1 tn The verb translated “I am confident” (πέποιθα, pepoiqa) comes from the same root in Greek as the words translated “obey” (πείθεσθαι, peiqesqai) in v. 7 and “persuasion” (πεισμονή, peismonh) in v. 8.
2 tn Grk “that you will think nothing otherwise.”
3 tn Or “is stirring you up”; Grk “is troubling you.” In context Paul is referring to the confusion and turmoil caused by those who insist that Gentile converts to Christianity must observe the Mosaic law.
4 tn Or “will suffer condemnation” (L&N 90.80); Grk “will bear his judgment.” The translation “must pay the penalty” is given as an explanatory gloss on the phrase by BDAG 171 s.v. βαστάζω 2.b.β.
5 tn Grk “the ones who are upsetting you.” The same verb is used in Acts 21:38 to refer to a person who incited a revolt. Paul could be alluding indirectly to the fact that his opponents are inciting the Galatians to rebel against his teaching with regard to circumcision and the law.
6 tn Grk “would even.”
7 tn Or “make eunuchs of themselves”; Grk “cut themselves off.” This statement is rhetorical hyperbole on Paul’s part.

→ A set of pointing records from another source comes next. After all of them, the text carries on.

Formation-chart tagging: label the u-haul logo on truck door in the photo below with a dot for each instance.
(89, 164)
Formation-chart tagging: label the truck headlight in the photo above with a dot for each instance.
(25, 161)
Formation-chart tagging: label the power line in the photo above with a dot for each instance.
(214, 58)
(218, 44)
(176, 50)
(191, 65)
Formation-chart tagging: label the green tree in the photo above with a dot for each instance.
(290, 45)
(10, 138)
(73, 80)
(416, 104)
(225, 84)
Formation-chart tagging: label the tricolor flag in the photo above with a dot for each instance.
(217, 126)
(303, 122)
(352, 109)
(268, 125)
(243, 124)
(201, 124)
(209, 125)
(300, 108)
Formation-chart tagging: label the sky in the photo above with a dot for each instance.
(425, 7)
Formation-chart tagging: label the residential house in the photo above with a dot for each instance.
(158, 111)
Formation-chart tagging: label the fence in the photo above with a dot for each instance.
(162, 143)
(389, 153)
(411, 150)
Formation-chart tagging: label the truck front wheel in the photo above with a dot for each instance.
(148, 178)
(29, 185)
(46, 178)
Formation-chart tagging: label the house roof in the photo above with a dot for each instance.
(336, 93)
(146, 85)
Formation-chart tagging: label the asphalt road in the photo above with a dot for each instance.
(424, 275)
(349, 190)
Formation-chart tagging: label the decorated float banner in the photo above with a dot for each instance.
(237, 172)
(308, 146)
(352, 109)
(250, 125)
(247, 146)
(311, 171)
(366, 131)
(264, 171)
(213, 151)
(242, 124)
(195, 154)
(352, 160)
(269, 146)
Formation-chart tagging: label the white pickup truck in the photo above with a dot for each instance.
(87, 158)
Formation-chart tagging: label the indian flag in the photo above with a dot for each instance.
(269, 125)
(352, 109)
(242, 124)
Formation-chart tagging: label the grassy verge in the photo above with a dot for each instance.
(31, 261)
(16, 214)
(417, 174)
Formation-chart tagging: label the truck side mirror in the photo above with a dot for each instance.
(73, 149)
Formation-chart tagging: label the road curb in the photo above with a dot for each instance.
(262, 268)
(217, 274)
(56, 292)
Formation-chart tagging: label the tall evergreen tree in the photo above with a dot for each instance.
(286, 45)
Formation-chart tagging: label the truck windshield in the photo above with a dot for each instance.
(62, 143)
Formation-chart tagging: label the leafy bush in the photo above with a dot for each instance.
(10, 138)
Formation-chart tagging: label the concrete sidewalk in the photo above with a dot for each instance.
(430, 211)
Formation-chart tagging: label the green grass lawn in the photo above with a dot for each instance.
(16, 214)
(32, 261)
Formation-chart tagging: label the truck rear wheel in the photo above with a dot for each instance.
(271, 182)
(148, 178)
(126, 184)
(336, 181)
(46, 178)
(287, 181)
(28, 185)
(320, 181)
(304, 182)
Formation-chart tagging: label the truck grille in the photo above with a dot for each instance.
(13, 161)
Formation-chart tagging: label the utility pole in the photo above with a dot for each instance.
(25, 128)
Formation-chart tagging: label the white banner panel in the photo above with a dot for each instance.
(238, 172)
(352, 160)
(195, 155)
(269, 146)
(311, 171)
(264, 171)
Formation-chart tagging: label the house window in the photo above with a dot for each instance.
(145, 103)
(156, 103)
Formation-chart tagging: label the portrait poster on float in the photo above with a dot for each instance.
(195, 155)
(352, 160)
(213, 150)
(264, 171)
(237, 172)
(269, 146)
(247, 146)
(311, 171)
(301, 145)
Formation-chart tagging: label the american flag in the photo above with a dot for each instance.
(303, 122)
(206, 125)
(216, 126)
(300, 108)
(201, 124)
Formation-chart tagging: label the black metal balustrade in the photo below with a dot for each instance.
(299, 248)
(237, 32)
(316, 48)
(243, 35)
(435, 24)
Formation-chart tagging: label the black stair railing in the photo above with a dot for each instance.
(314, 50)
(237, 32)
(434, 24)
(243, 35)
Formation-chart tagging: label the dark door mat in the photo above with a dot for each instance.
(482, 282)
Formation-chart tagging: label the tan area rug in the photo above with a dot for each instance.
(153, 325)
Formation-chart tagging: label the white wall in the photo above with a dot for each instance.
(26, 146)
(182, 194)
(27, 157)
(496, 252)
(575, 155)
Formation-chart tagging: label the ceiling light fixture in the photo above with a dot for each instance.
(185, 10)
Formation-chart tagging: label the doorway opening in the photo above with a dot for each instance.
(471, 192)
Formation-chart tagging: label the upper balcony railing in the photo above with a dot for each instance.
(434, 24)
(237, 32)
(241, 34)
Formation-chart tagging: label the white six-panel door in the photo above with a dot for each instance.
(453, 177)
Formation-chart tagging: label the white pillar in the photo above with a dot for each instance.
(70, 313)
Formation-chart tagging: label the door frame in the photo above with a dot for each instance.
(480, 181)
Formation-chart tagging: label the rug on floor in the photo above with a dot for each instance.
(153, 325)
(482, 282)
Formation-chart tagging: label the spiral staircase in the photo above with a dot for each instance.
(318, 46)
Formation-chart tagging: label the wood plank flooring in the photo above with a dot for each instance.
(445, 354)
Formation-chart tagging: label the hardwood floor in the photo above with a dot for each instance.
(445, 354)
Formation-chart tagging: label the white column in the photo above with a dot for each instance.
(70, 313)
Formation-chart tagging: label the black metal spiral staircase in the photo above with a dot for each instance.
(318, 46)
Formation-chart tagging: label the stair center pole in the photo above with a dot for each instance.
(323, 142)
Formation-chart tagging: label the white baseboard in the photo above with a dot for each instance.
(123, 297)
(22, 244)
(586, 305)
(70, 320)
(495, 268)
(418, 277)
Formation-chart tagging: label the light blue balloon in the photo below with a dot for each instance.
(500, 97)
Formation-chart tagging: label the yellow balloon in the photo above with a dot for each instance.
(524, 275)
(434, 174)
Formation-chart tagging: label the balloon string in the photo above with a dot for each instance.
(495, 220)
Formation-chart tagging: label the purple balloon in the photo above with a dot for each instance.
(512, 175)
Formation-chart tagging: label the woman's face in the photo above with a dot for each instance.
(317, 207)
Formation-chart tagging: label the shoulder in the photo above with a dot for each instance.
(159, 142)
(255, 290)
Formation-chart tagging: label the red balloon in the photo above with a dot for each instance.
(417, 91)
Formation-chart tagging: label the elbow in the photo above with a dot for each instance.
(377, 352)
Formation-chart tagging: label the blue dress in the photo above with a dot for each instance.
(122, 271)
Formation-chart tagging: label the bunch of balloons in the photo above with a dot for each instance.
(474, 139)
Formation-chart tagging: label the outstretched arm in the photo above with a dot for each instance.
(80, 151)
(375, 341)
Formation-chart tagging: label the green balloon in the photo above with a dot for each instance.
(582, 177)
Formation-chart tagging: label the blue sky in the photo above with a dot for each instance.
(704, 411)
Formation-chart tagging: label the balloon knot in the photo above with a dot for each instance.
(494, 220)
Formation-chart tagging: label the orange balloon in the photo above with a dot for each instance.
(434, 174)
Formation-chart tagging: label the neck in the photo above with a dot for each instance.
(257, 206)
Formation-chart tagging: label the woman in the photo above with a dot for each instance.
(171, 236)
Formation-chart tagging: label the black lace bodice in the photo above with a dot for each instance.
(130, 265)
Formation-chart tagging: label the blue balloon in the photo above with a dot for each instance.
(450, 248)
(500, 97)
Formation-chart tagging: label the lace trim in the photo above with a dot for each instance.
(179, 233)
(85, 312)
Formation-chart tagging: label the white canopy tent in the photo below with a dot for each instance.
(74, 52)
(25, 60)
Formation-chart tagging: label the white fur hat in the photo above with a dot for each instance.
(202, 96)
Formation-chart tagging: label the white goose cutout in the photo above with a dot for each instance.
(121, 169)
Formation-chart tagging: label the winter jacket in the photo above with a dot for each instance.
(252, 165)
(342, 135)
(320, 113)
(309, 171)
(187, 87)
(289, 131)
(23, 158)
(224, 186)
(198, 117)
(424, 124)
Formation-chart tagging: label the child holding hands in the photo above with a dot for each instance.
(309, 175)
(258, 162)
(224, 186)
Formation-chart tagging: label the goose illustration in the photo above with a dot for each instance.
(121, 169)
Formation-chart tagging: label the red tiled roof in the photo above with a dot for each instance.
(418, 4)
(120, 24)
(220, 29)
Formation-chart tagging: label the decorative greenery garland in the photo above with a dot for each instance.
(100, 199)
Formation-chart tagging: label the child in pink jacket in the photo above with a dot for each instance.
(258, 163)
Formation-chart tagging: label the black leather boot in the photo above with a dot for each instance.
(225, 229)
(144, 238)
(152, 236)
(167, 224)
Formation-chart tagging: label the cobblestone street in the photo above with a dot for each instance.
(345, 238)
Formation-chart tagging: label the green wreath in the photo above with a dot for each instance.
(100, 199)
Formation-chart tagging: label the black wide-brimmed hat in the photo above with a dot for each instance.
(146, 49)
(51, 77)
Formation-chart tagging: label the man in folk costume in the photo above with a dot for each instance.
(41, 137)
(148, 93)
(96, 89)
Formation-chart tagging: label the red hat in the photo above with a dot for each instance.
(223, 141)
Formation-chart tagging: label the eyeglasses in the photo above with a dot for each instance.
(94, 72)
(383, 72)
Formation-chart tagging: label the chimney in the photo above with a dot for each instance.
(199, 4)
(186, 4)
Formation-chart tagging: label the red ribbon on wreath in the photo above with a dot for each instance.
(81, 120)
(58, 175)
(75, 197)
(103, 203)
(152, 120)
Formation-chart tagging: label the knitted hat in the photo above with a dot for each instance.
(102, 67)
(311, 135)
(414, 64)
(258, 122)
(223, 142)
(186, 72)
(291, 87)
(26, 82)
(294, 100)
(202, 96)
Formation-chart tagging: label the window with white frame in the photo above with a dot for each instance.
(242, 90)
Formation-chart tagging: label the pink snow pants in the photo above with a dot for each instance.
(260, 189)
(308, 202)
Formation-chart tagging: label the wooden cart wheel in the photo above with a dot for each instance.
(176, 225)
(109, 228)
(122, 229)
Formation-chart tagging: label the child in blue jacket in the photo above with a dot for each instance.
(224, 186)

It does strongly suggest, however, that Paul’s adversaries in this case (“those agitators”) were men. Some interpreters (notably Erasmus and the Reformers) have attempted to soften the meaning to a figurative “separate themselves” (meaning the opponents would withdraw from fellowship) but such an understanding dramatically weakens the rhetorical force of Paul’s argument. Although it has been argued that such an act of emasculation would be unthinkable for Paul, it must be noted that Paul’s statement is one of biting sarcasm, obviously not meant to be taken literally. See further G. Stählin, TDNT 3:853-55.